Data from RedSeer suggests that by the end of March 2020, e-grocery order volumes in Mena had risen by 300 per cent when compared to February. In the UAE and Saudi Arabia alone, e-grocery accounted for 6 per cent of the $7.5 billion online retail market ($450,000,000) pre-lockdown, by the end of March, the e-commerce market had grown to $11 billion and e-grocery accounted for 27 per cent of that at almost $3 billion in those two countries alone. Maintaining these newly-converted customers in the long run has now become a priority as lockdown measures are lifted.

“People shifted to online purchasing because of indicators from the World Health Organisation to try to stay at home. I think a big amount of these new users who are trying e-grocery will stick to the convenience of it moving on,” Cosmin Manea, founding partner and general manager of InstaShop told Wamda in April

At the time of the lockdown, InstaShop recorded a spike of 70 per cent in app downloads. The company’s daily rate of orders increased by 53 per cent while the average basket value saw a 71 per cent increase. In its latest statement the company claimed to have generated “approximately $300 million gross merchandise volume (GMV) on a Q2 2020 annualised basis, up circa 330 per cent year-on-year, and a positive EBITDA margin”.

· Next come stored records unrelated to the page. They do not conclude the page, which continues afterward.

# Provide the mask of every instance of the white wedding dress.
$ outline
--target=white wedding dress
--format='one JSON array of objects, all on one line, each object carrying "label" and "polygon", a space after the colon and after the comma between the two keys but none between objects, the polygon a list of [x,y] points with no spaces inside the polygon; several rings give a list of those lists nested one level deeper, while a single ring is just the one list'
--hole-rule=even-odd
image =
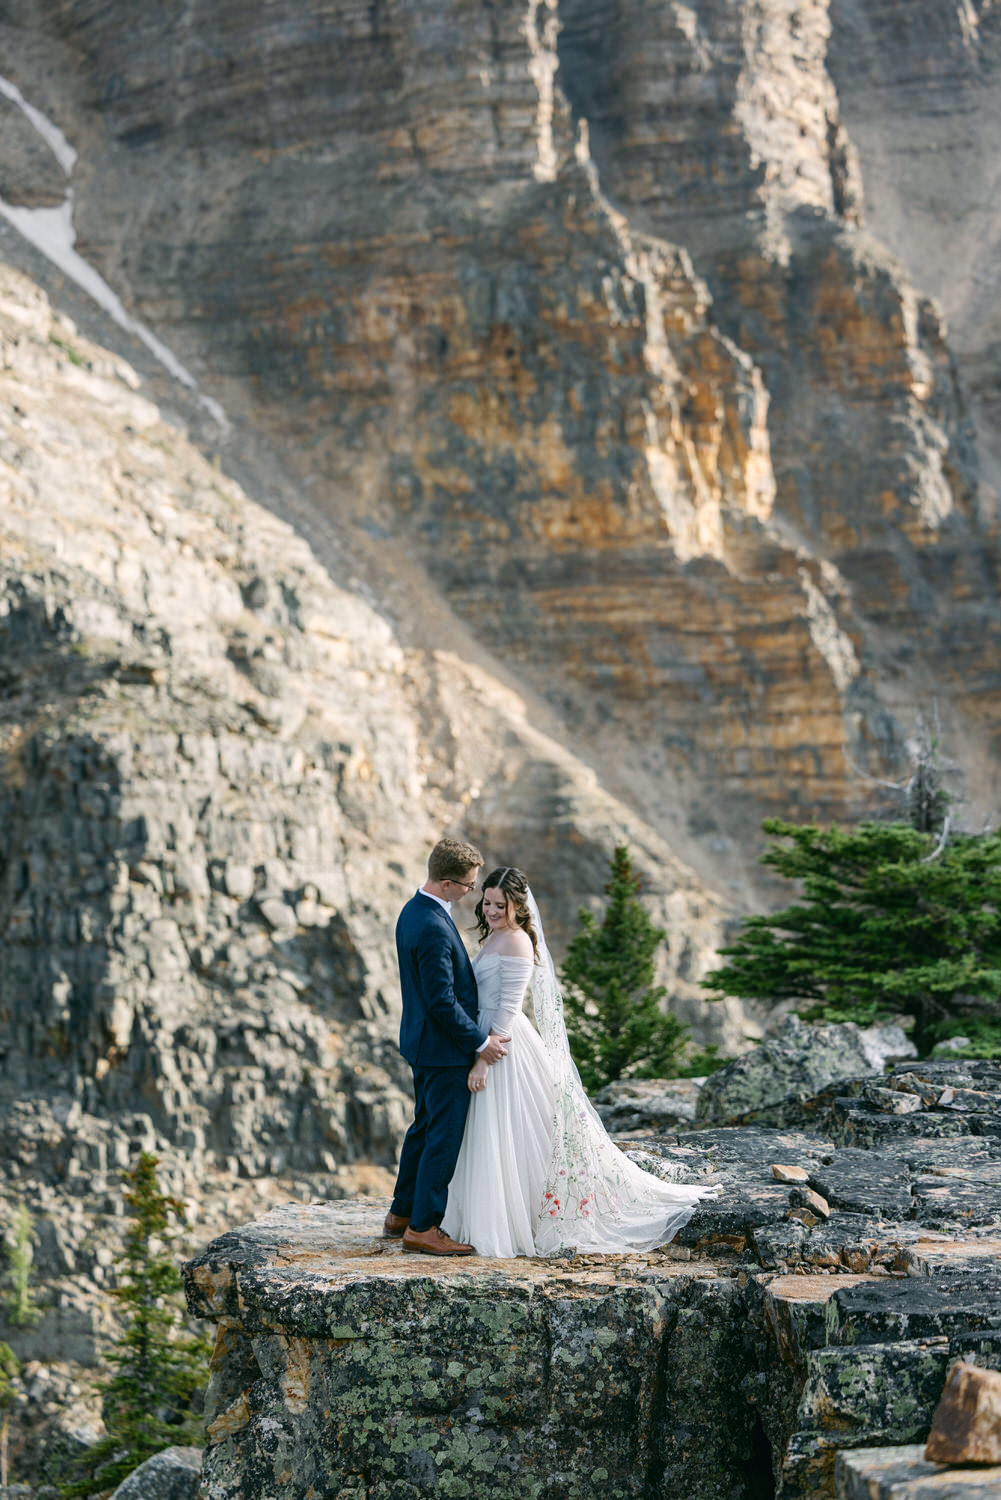
[{"label": "white wedding dress", "polygon": [[[535,925],[539,963],[489,949],[473,960],[480,1021],[511,1040],[470,1098],[441,1227],[502,1258],[652,1250],[718,1189],[662,1182],[609,1140],[570,1059],[562,996]],[[530,985],[539,1032],[522,1010]]]}]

For InstaShop, this is the beginning of a new chapter, it will continue to operate as an independent brand seeking to expand and launch into new markets. For Delivery Hero, it is further entrenching its dominance in the Mena foodtech space and this acquisition is an indication that it will likely cast its expansion net wider across the sector. Earlier this year it acquired Germany-based cloud kitchens company Honest Food and it already owns a majority stake in Dubai-based Sweetheart Kitchens and so its next focus will likely be the cloud kitchen sector in Mena, which has seen rapid growth over the course of this past year.